No matter how many accusations Democrats throw at him, former President Donald Trump vows to keep campaigning for the 2024 presidential election.
“I would never drop out. It’s not my thing. I wouldn’t do it,” Trump declared on Tuesday during his first post-indictment interview. He spoke from his home at Mar-A-Lago, Florida, with Fox News’ Tucker Carlson for over an hour.
Trump also revealed some behind-the-scenes details of his court appearance a week ago in New York.
Trump said court employees grew emotional as they put a former president through the machinations of criminal booking procedures for the first time in U.S. history.
“They signed me in, and I'll tell you: People were crying, people that work there, professional workers that have no problems putting in murderers,” Trump said.
He pleaded not guilty to 34 criminal charges in a Manhattan courtroom.
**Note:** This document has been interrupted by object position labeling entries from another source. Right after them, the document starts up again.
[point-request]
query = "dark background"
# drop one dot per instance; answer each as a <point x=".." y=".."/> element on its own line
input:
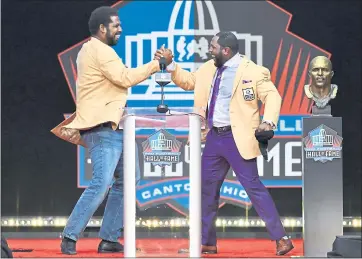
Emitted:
<point x="38" y="170"/>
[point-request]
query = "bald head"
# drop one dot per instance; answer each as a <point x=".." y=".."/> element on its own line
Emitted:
<point x="320" y="71"/>
<point x="320" y="61"/>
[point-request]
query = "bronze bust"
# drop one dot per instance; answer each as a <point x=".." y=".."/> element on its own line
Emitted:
<point x="321" y="90"/>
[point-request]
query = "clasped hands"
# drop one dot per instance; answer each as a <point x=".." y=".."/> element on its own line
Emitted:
<point x="163" y="52"/>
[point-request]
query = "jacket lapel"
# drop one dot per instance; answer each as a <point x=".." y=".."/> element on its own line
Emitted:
<point x="209" y="82"/>
<point x="239" y="73"/>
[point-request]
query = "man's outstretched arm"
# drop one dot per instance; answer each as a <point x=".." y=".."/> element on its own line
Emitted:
<point x="113" y="68"/>
<point x="182" y="78"/>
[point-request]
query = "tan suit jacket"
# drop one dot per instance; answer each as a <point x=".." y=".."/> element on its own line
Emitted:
<point x="102" y="88"/>
<point x="252" y="83"/>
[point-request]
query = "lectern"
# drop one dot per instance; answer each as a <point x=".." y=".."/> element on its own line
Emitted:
<point x="322" y="188"/>
<point x="162" y="148"/>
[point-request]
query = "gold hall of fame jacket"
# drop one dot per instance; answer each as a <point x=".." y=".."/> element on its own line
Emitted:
<point x="252" y="83"/>
<point x="101" y="89"/>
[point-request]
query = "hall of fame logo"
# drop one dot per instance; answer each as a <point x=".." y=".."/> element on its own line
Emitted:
<point x="161" y="149"/>
<point x="186" y="27"/>
<point x="323" y="144"/>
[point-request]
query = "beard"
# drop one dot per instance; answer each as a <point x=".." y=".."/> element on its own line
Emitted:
<point x="111" y="40"/>
<point x="219" y="60"/>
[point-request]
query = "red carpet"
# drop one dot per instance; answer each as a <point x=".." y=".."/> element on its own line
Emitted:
<point x="46" y="248"/>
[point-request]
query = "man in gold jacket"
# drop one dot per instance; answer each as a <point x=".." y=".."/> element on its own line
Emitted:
<point x="230" y="86"/>
<point x="102" y="87"/>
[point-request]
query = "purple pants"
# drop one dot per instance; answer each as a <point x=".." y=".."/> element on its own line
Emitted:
<point x="219" y="154"/>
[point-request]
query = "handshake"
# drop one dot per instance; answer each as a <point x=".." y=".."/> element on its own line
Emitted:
<point x="164" y="53"/>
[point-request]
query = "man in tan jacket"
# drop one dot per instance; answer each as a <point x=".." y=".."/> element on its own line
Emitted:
<point x="228" y="87"/>
<point x="102" y="87"/>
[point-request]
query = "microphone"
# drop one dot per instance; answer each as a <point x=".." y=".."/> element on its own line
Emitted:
<point x="162" y="78"/>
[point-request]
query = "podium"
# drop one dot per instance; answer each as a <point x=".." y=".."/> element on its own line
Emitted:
<point x="162" y="149"/>
<point x="322" y="188"/>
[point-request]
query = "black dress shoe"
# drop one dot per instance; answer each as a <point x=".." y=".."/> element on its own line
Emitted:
<point x="110" y="247"/>
<point x="68" y="246"/>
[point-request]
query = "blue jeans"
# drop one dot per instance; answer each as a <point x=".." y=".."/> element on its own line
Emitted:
<point x="105" y="147"/>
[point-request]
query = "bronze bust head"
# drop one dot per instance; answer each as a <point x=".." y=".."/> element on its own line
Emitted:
<point x="321" y="90"/>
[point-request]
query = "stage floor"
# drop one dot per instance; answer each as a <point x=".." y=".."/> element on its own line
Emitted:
<point x="87" y="247"/>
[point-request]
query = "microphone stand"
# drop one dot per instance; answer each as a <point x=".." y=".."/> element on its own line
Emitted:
<point x="162" y="78"/>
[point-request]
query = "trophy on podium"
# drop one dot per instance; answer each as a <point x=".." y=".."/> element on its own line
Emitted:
<point x="322" y="187"/>
<point x="321" y="91"/>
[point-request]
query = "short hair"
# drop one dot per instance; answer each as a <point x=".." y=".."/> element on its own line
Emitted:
<point x="101" y="15"/>
<point x="228" y="39"/>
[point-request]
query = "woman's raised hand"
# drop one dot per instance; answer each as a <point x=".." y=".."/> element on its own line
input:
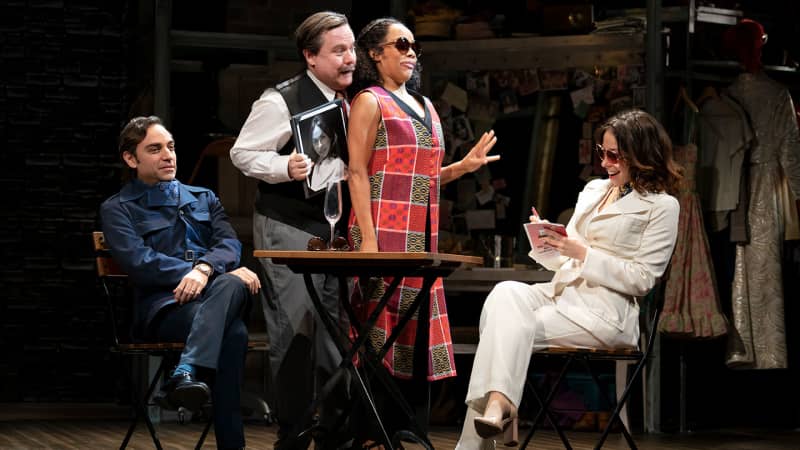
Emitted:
<point x="476" y="158"/>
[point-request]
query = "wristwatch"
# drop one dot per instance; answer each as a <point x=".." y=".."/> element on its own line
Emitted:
<point x="204" y="268"/>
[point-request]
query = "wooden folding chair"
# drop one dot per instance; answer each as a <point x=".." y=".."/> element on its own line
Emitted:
<point x="109" y="272"/>
<point x="638" y="357"/>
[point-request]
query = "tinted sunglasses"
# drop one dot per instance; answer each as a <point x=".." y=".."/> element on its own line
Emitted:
<point x="612" y="156"/>
<point x="317" y="244"/>
<point x="402" y="45"/>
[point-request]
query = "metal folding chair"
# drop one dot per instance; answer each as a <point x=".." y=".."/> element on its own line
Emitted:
<point x="638" y="357"/>
<point x="110" y="273"/>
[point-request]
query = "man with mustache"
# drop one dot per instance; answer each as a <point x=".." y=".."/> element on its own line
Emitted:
<point x="302" y="354"/>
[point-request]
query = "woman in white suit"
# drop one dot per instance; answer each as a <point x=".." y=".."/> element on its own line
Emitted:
<point x="619" y="242"/>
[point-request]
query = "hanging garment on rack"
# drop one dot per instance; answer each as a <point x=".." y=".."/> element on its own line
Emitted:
<point x="758" y="340"/>
<point x="691" y="303"/>
<point x="724" y="136"/>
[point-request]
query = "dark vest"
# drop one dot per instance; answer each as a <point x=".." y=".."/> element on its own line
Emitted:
<point x="286" y="202"/>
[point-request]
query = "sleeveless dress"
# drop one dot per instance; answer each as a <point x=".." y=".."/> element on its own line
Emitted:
<point x="404" y="172"/>
<point x="691" y="302"/>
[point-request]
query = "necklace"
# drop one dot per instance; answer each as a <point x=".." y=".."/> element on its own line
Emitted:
<point x="625" y="189"/>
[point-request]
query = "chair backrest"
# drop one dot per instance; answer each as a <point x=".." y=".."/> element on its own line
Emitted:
<point x="649" y="322"/>
<point x="235" y="190"/>
<point x="108" y="270"/>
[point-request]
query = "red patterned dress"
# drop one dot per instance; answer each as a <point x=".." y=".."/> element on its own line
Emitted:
<point x="404" y="172"/>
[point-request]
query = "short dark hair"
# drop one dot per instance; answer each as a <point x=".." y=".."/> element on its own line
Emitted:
<point x="134" y="133"/>
<point x="309" y="34"/>
<point x="370" y="38"/>
<point x="131" y="136"/>
<point x="647" y="148"/>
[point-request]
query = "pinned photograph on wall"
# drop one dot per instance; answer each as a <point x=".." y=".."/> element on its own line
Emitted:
<point x="482" y="109"/>
<point x="528" y="82"/>
<point x="552" y="79"/>
<point x="508" y="101"/>
<point x="478" y="84"/>
<point x="632" y="74"/>
<point x="455" y="96"/>
<point x="585" y="151"/>
<point x="639" y="97"/>
<point x="321" y="135"/>
<point x="587" y="130"/>
<point x="619" y="104"/>
<point x="462" y="131"/>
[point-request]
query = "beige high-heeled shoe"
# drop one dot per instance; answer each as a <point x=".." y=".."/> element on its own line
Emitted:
<point x="492" y="427"/>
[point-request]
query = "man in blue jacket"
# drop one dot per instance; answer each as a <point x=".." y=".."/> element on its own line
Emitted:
<point x="182" y="255"/>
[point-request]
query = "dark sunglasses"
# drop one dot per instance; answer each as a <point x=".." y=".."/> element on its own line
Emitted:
<point x="612" y="156"/>
<point x="402" y="45"/>
<point x="317" y="244"/>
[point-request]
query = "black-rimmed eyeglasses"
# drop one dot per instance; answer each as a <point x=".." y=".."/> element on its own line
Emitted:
<point x="612" y="154"/>
<point x="402" y="45"/>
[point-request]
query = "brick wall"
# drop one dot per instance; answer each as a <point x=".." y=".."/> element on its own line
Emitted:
<point x="63" y="97"/>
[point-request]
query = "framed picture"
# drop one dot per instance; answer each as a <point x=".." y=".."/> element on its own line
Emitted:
<point x="321" y="134"/>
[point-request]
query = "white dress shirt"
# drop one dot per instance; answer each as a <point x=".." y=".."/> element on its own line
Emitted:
<point x="266" y="130"/>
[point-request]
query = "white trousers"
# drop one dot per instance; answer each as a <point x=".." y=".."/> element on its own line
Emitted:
<point x="517" y="318"/>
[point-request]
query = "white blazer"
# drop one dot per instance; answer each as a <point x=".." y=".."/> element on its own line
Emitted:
<point x="629" y="245"/>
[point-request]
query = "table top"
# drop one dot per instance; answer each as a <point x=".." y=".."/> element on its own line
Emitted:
<point x="372" y="263"/>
Trump is accused of falsifying business records in violation of state law and in furtherance of an unspecified underlying crime.
In his interview with Carlson, the Republican former president also said that the Democrat-led prosecution is a “weaponization of our justice system.”
Trump said it’s the latest example in a seven-year string of bogus investigations targeting him, all intended to sabotage his political endeavors.
Trump described the Manhattan court’s criminal charges booking area as “a tough, tough place,” but said the court employees were apologetic for having to “do certain things.”
He called the court workers “phenomenal” and said that, even though his arraignment represented a sad day for him and for America, “in one sense, it was beautiful,” because of how the employees treated him.
But, Trump said, in another sense, it was “nasty.” Wryly, Trump remarked that nothing in his past experience prepared him for that procedure.
“I went to the Wharton School of Finance ... We didn’t have a class on an arraignment,” he said.
Those court employees and the American people can see through the “hoaxes” that are still being perpetrated against him, Trump said.
During the first two years of his presidency, 2017-2019, Trump was investigated on false allegations that he conspired with Russians to sway the 2016 election in his favor.
‘Disinformation’
Trump said Democrats are “the party of disinformation.” He was responding to some Democrats asserting that if Trump is again selected as the Republican presidential nominee, President Joe Biden or another Democrat could beat him in the 2024 election.“So what they say is, ‘We want to run against Trump,’” when they actually would prefer not to face him as a presidential contender, Trump said. People need to know that Democrats often say the “opposite” of what they really want, he said.
Support for Trump has seemed to increase since the FBI conducted an unprecedented raid on his Mar-A-Lago residence in August and climbed further after his indictment, Carlson acknowledged.
And, at his recent speeches and the March 25 rally in Waco, Texas, held under a cloud of the looming indictment, support for him hasn’t waned, he said.
“The enthusiasm is more now than I’ve ever seen,” Trump said.
Trump said he gave Carlson an opinion poll showing that he is outpacing Biden by 9 percentage points.
Asked to comment on whether Biden will actually run for re-election, Trump, who is often criticized for speaking too boldly, said it would be “almost inappropriate” to say what he really thinks.
But Trump did say that, based on Biden’s communication difficulties during televised speeches, “I don’t see how it’s possible” for Biden to pursue the presidency.
“It’s not an age thing,” said Trump, who, at 76, is close to Biden’s age, 80.
“I just don’t see Biden doing it from a physical or a mental state,” Trump said. “But it’s been a crazy period of time in the world of politics.”